Biologia, Bratislava, 57/Suppl. 11: 119-128, 2002.

ISSN 0006-3088 (Biologia).

 

Full Paper

Site-directed mutagenesis of key amino acids in the active site of amylosucrase from Neisseria polysaccharea.

 

Cecile Albenne1, Gabrielle Potocki de Montalk1, Pierre Monsan1, Lars Skov2, Osman Mirza2, Michael Gajhede2 & Magali Remaud-Simeon1*

 

1 Centre de Bioingenierie Gilbert Durand, UMR CNRS 5504, UMR INRA 792, INSA 135, avenue de Rangueil, F-31077 Toulouse, France; tel.: ++ 335 61 55 94 15, fax: ++ 335 61 55 94 00, e-mail: remaud@insa-tlse.fr

2 Protein Structure Group, Department of Chemistry, University of Copenhagen, Universitetsparken 5, DK-2100 Copenhagen, Denmark

* corresponding author

Received: October 17, 2001 / Accepted: February 12, 2002

 

Abstract

Amylosucrase from Neisseria polysaccharea (AS) is a glucosyltransferase from family 13 of the glycoside hydrolases. In this family, AS shows an unusual specificity for sucrose, which is the best substrate for the enzyme. AS synthesises, from this high-energy substrate, an amylose-like polymer. In addition, it catalyses the transfer of glucose units from sucrose onto acceptor molecules like glucose, maltooligosaccharides or glycogen. Finally, it catalyses the disproportionation of maltooligosaccharides. A structural analysis of a mutated AS complexed with sucrose led to a detailed description of the active site and of the interactions between sucrose and AS at subsites 1 and +1. Site-directed mutagenesis experiments confirmed the essential role of residues always conserved in the a-amylase family.

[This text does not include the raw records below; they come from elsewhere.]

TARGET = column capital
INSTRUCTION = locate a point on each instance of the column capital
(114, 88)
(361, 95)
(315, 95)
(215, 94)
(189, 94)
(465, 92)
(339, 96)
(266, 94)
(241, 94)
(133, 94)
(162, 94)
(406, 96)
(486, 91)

The nucleophile Asp286 and the general acid-base catalyst Glu328 are identified unequivocally. The conserved residues Asp393, His187, His 392, Arg284 and the stacking residues Tyr147 and Phe250 are critical for the enzymatic activity. These results support, for AS, an a-retaining mechanism via a double-displacement, similar to that described for a-amylases. In addition, the salt bridge formed by Asp144 and Arg509 is essential for the architecture of the active site and consequently for the sucrose specificity. Finally, Asp394 and Arg446 which interact with the fructosyl ring are not essential for activity towards sucrose but could be crucial for the binding of acceptor molecules.

 

Key words: amylosucrase, sucrose, active site, a-amylase, site-directed mutagenesis, substrate specificity.